Nigel Jackson Tarot: The Tower

As I mentioned in an earlier post, I will be publishing the tarot card which I selected for my day, the interpretations, and a summary all in one post today instead of the usual two. I will try to resume my regular posting schedule tomorrow.

Daily Tarot Deck: Nigel Jackson Tarot
Daily Tarot Card: The Tower (XVI)

My personal interpretation:
I was actually quite surprised to draw this card today because it’s such a significant card. I also need to mention that I get a little nervous each time this card comes up for me in a reading. I know there is truly nothing to fear in this card, but we as humans have a natural fear of change, and this card indicated major changes – and they may not be all that pleasant initially. Necessary, yes, pleasant, not generally.

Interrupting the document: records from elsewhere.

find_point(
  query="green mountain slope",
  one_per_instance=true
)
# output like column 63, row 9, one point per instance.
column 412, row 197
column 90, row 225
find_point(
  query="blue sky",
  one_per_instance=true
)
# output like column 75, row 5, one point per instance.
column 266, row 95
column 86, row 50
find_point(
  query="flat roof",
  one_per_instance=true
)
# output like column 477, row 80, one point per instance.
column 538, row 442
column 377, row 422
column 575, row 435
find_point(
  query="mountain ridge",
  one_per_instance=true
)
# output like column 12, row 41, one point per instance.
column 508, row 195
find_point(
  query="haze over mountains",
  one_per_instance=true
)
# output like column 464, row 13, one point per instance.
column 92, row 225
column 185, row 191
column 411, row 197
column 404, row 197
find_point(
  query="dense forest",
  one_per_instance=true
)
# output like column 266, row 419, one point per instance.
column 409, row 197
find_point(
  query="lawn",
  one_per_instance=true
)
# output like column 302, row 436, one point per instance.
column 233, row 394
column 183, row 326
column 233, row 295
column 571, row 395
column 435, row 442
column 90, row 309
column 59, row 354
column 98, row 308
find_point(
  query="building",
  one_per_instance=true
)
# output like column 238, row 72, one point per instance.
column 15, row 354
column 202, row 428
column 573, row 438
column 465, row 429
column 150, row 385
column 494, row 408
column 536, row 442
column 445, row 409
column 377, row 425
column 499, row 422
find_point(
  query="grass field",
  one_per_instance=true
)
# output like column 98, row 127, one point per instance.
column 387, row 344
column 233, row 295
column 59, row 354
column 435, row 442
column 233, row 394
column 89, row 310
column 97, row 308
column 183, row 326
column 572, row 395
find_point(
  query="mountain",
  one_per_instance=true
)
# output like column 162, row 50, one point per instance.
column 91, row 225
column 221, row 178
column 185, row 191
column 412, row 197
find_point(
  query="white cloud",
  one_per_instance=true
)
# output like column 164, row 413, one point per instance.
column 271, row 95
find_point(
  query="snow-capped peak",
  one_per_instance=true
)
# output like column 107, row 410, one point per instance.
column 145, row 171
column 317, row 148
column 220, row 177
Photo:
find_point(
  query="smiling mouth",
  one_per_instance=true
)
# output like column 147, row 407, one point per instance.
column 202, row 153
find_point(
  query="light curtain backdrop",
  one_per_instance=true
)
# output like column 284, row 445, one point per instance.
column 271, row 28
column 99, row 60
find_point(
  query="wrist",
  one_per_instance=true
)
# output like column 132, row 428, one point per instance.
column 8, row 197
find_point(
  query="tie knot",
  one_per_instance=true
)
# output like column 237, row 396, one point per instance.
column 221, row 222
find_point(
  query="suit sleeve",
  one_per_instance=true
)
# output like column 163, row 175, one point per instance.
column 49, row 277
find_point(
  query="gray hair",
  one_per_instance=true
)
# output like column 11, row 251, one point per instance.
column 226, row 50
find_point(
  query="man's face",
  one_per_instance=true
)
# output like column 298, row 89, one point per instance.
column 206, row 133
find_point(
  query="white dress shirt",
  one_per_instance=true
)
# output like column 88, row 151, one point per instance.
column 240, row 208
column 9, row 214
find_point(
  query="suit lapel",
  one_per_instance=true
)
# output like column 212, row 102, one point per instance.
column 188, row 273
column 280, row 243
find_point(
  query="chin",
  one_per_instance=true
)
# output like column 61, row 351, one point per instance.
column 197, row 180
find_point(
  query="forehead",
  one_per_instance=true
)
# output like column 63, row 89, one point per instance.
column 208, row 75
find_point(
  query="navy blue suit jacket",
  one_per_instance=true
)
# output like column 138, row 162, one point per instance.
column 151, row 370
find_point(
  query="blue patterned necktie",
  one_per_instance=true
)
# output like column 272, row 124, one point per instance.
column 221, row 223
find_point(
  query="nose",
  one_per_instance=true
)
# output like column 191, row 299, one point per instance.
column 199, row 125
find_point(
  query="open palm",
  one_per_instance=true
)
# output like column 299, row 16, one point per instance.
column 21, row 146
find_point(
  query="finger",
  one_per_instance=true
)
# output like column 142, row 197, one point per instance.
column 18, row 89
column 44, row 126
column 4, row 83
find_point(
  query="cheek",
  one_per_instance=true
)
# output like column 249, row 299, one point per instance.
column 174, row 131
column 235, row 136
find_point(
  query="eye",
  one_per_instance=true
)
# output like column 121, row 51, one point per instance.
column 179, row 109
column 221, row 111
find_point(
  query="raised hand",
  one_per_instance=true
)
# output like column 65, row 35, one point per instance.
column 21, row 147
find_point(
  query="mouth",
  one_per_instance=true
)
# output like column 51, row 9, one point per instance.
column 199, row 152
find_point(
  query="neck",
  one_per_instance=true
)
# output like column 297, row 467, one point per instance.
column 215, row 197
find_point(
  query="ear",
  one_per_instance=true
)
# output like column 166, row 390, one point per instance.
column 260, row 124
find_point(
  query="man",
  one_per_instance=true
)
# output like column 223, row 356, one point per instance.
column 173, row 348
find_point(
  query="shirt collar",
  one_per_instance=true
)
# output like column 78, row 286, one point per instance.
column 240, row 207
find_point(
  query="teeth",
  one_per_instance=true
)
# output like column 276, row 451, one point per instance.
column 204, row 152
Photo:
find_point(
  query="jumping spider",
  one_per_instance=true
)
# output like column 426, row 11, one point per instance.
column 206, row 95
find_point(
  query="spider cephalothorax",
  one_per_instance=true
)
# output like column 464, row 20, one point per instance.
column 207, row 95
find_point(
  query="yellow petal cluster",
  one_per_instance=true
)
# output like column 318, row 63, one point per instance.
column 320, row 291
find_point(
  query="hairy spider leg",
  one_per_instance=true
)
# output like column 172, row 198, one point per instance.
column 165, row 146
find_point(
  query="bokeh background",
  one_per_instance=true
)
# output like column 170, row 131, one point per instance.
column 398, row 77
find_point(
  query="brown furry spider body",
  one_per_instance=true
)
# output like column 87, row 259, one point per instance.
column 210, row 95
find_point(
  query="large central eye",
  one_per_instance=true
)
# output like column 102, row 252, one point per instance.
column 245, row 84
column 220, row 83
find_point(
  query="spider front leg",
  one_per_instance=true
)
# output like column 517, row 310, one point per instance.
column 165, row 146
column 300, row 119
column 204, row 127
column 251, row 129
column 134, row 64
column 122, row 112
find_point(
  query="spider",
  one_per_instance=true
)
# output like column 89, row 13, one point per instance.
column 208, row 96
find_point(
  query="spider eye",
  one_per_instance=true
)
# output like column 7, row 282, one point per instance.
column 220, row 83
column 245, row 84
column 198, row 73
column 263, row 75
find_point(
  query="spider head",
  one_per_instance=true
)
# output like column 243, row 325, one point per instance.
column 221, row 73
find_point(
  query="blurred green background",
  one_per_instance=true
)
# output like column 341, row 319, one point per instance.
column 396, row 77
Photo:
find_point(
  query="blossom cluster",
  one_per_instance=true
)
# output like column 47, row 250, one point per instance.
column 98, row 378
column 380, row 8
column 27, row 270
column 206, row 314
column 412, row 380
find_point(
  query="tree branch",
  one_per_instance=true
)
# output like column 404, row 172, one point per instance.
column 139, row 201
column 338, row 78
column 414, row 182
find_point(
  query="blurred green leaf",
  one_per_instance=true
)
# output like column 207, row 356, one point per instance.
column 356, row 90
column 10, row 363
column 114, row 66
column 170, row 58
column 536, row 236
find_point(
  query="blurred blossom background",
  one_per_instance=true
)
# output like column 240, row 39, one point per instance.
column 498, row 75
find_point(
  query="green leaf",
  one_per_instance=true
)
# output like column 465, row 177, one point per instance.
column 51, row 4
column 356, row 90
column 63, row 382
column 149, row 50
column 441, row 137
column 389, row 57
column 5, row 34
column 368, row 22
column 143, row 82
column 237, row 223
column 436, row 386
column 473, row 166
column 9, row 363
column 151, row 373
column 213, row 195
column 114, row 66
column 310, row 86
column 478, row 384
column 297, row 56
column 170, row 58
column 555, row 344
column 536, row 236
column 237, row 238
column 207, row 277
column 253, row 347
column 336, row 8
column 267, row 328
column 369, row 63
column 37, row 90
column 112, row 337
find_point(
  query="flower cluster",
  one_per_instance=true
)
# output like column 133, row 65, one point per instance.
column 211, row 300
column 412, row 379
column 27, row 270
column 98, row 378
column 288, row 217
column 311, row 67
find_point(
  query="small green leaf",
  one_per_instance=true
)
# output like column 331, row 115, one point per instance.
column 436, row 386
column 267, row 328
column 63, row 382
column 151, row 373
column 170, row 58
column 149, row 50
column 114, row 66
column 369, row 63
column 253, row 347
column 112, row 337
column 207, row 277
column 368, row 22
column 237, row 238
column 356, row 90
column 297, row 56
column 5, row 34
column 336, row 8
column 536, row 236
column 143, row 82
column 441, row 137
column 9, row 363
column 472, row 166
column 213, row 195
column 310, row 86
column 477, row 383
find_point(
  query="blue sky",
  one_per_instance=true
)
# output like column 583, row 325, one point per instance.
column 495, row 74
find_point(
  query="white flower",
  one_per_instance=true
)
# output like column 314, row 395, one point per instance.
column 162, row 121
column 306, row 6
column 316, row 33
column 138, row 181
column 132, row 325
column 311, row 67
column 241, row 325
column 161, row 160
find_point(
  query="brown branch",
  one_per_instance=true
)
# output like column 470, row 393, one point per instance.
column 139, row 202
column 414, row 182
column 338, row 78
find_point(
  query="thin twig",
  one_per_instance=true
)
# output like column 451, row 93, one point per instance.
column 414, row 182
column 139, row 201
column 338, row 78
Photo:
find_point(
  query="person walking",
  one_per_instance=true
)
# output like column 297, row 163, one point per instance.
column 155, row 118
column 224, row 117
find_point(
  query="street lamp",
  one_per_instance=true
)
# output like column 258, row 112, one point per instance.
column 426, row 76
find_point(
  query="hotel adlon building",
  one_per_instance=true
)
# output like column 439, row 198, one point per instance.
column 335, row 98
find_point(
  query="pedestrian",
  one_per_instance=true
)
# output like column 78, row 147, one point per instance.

Nigel Jackson’s illustration of the tower card varies from some of the standard Waite Rider cards in that the tower is actually still standing and only the very top of the tower seems to be receiving the brunt of the damage and there aren’t people jumping from the windows higher up to escape the trauma. This tells me that yes, there will be some upheaval, yes, it will be somewhat *scary*, but it will not be unbearable.

The absence of people period also signify that today could be quite a lonely day for me. This period of change would also need to be one which I journeyed through on my own. The bright side is, once I come through this, it will be for the positive.

The book’s interpretation:
A “bolt from the blue”; sudden catastrophic event levelling false pride and self-delusion, bringing illumination; unforeseen calamity; shattering of egocentricity to enable renewal and liberation.

Looking Back on Nigel Jackson: The Tower
Today was not very eventful. To be honest, it was mostly a day of reflection. I slept in later than I normally do and I actually felt quite tired (I think the previous week caught up to me). I felt lethargic and not quite able to do much of anything and I realized it was time for a change.

I needed to revamp my attitude and rework my schedule to help avoid future burn out such as I felt today. And true to form, today was a lonely day for me as I didn’t speak with any clients, family, or friends. It was certainly a psychological “Tower” that came crashing down, but on the bright side, I have a renewed vision of my life direction, goals, and road map for getting there. Something I never really took the time to look over this year – I simply jumped in head first. I was forced to look at some of my old relationships that were no longer working for me and make the decision to make room for new and healthy relationships, clients, and business. Difficult as it was, it was certainly for the best.

I am very glad and relieved that the change wasn’t much worse (as it could have been).